Think I'm hysterical?  Thank you for that anti-woman sentiment (you did know that "hysterical" meant "a state of distress brought about by having a womb," didn't you?).  Ponder these cases:  A woman threatened with arrest because she wanted to have a c-section on Friday instead of Tuesday. A woman  charged with attempted feticide for falling down a flight of stairs on the assumption she did it on purpose to kill her fetus. A woman in Idaho who was arrested for inducing her own abortion with RU-486, on the logic that somebody else can give you an abortion in Idaho, but you can't bring about your own.   A woman in Indiana who, while severely mentally ill, tried to kill herself by eating rat poison.  (Sorry, but this one just kills me.)  She was eight months pregnant.  She let some friends take her to a hospital, where she had an emergency C-section to get the baby out of harm's way.  The baby died anyway.  She was charged with murder and attempted feticide.  The murder charge didn't stick but the attempted feticide charge did.  You can follow the case here.  It's unbelievable.  Suicide is not against the law in Indiana.  And if none of those make you think something's terribly wrong here, check this one out: A woman in Tennessee was arrested for child endangerment and driving while intoxicated, with no children in the car and with a blood alcohol level that was 0.04 - well below the legal limit of 0.08.  Why?  She admitted to having had a glass of wine and being pregnant.

I mean, I could go on.  I have laws pending in Alabama and Tennessee that would make a fetus a "child" for reasons of "child abuse" once a fetal heartbeat is detected. I have a judge in Ohio that kept a woman in jail past her release date because he didn't want her to have an abortion.  I have a woman in Oregon who was civilly committed to a psychiatric hospital because she refused to be tested for gestational diabetes.  (Refusing a test, people.  She was locked in a mental ward for refusing a test. In 2005.)  But you get the idea.  The idea is that somehow, legally, pregnant women form this whole underclass (like slaves, or gays, or 19th-century women) that has laws specifically applying to them that can apply to no one else.  

[N]or shall any person . . . be deprived of life, liberty, or property, without due process of law.

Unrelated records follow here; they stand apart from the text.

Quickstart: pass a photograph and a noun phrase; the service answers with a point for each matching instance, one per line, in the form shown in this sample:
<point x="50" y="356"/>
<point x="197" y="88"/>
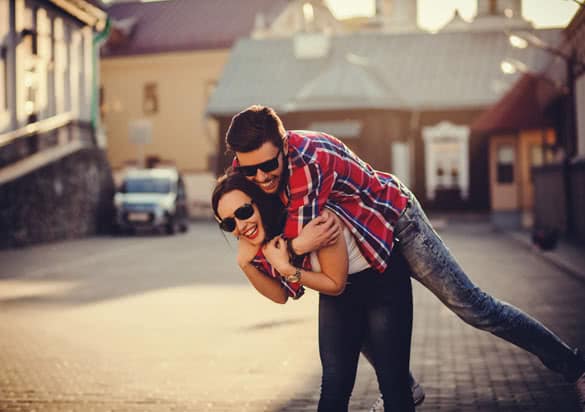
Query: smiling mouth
<point x="251" y="233"/>
<point x="269" y="184"/>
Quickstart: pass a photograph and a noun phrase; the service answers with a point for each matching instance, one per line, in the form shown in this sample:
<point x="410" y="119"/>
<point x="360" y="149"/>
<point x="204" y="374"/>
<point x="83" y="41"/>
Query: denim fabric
<point x="376" y="308"/>
<point x="432" y="264"/>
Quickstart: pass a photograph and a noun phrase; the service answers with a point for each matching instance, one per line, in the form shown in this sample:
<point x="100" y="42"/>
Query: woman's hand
<point x="277" y="255"/>
<point x="246" y="252"/>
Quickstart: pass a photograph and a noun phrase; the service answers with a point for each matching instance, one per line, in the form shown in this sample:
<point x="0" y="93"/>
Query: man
<point x="309" y="169"/>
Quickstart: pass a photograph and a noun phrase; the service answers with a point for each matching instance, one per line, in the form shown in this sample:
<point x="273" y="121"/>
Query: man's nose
<point x="261" y="176"/>
<point x="240" y="225"/>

--United States Constitution, 5th Amendment

 No State shall make or enforce any law which shall abridge the privileges or immunities of citizens of the United States; nor shall any State deprive any person of life, liberty, or property, without due process of law; nor deny to any person within its jurisdiction the equal protection of the laws.

--United States Constitution, 14th Amendment


At what stage in pregnancy does a woman lose her civil rights? 

More to the point, at what stage in pregnancy does a woman cease to be a person?


Marcia Wall said...

Very good question: More to the point, at what stage in pregnancy does a woman cease to be a person?

Jen said...

Haven't had a coherent answer yet. I'm gonna start sending this question to my elected officials.